Lección 76. No me gobiernan otras leyes que las de Dios.
Lección 76. No me gobiernan otras leyes que las de Dios.
Vivimos en un mundo donde constantemente nos sometemos a leyes que nosotros mismos hemos fabricado. Estas "leyes" —que no son más que creencias arraigadas en nuestra mente— dictan cómo debemos actuar, qué debemos temer y de qué manera podemos alcanzar la seguridad. Creemos firmemente que necesitamos cierta cantidad de dinero para sentirnos seguros, determinados medicamentos para mantenernos saludables, o la compañía de ciertas personas para no sentirnos solos. Sin embargo, estas son cadenas invisibles que nosotros mismos hemos forjado, prisiones mentales que nos mantienen en un estado constante de miedo y limitación.

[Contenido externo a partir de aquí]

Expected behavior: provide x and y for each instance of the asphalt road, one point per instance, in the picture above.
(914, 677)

La lección 76 nos invita a contemplar una verdad liberadora: todas estas leyes son ilusiones. El dinero no proporciona verdadera seguridad, los medicamentos no garantizan la salud eterna, y la presencia física de otros no elimina la sensación de soledad si nuestra mente está separada del amor. Lo que consideramos "leyes" son en realidad intentos desesperados de la mente por ocultar una verdad más profunda: que nos atacamos a nosotros mismos con nuestros propios pensamientos. El cuerpo, con sus aparentes necesidades y vulnerabilidades, se convierte en la pantalla perfecta donde proyectamos este conflicto interno, manteniéndonos distraídos de la verdadera fuente de nuestro sufrimiento.
Al adentrarnos en esta lección, comenzamos a cuestionar todo lo que hemos dado por sentado. ¿Es realmente cierto que necesitamos acumular posesiones para estar seguros? ¿Es verdad que estamos a merced de fuerzas externas que pueden arrebatarnos la salud y la felicidad en cualquier momento? ¿Son las relaciones especiales la fuente del amor que anhelamos? Cuando examinamos estas creencias con honestidad, descubrimos que no tienen fundamento real. Son como espejismos en el desierto: parecen ofrecer algo que necesitamos desesperadamente, pero se desvanecen cuando intentamos alcanzarlos, dejándonos aún más sedientos.
Las leyes de Dios, en cambio, operan desde una lógica completamente diferente. No se basan en la escasez sino en la abundancia ilimitada. No conocen el castigo, solo la extensión del amor. No establecen jerarquías ni favoritos, sino que ofrecen a todos, sin excepción, los mismos dones eternos. Mientras las leyes del mundo nos dicen "gana o pierde", "toma antes de que te quiten", "protégete del ataque", las leyes de Dios nos aseguran que "las pérdidas no existen", que "no se hacen ni se reciben pagos", que "no se pueden hacer intercambios". Esta perspectiva revoluciona nuestra forma de ver y experimentar el mundo. Ya no necesitamos defendernos, acumular, competir o temer. En su lugar, podemos extender, compartir, unir y amar.
Reconocer que solo nos gobiernan las leyes de Dios es el acto revolucionario que nos libera de todas las tiranías, tanto las que percibimos en el mundo exterior como las que nos imponemos a nosotros mismos. Al declarar "No me gobiernan otras leyes que las de Dios", estamos afirmando nuestra libertad frente a un sistema de pensamiento basado en el miedo. Estamos reclamando nuestra herencia como hijos de Dios, cuya naturaleza es el amor ilimitado y la paz perfecta. Esta simple afirmación, repetida con sinceridad y comprensión, tiene el poder de deshacer todo el complicado sistema de defensas que hemos construido contra la verdad de lo que somos. En este reconocimiento reside nuestra salvación, pues al fin dejamos de buscarla donde nunca ha estado —en el mundo de las formas cambiantes— y la encontramos donde siempre nos ha esperado: en la quietud de nuestra mente que recuerda su Fuente.